Is Supervised Learning Really That Different from Unsupervised?

arXiv stat.ML / 3/30/2026

💬 OpinionIdeas & Deep AnalysisModels & Research

Key Points

  • The paper argues that supervised learning can be reframed as a two-stage process: first choosing model parameters via an unsupervised criterion, then incorporating the labels y into the outputs without altering the learned parameters.
  • It introduces a new model selection criterion that, unlike cross-validation, can be used even when the labels y are unavailable.
  • For linear ridge regression, the authors derive bounds on the asymptotic out-of-sample risk relative to the optimal asymptotic risk.
  • Experiments and analysis suggest that multiple methods—covering linear and kernel ridge regression, smoothing splines, k-NN, random forests, and neural networks—trained without access to y can match standard supervised counterparts in performance.
  • Overall, the results imply that the conceptual gap between supervised and unsupervised learning may be less fundamental than commonly assumed.

Abstract

We demonstrate how supervised learning can be decomposed into a two-stage procedure, where (1) all model parameters are selected in an unsupervised manner, and (2) the outputs y are added to the model, without changing the parameter values. This is achieved by a new model selection criterion that - in contrast to cross-validation - can be used also without access to y.
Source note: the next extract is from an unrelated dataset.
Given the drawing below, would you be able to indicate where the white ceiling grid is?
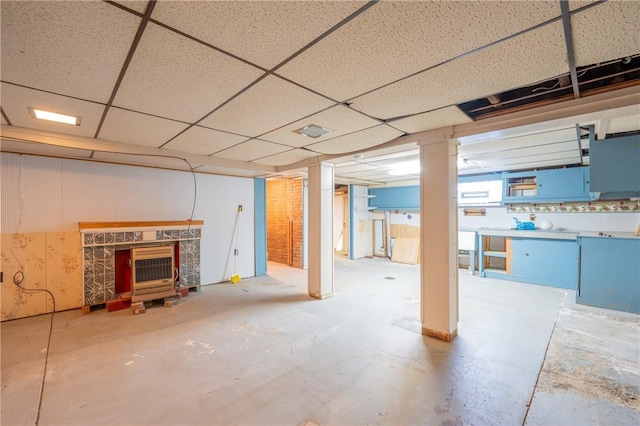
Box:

For linear ridge regression, we bound the asymptotic out-of-sample risk of our method in terms of the optimal asymptotic risk. We also demonstrate that versions of linear and kernel ridge regression, smoothing splines, k-nearest neighbors, random forests, and neural networks, trained without access to y, perform similarly to their standard y-based counterparts. Hence, our results suggest that the difference between supervised and unsupervised learning is less fundamental than it may appear.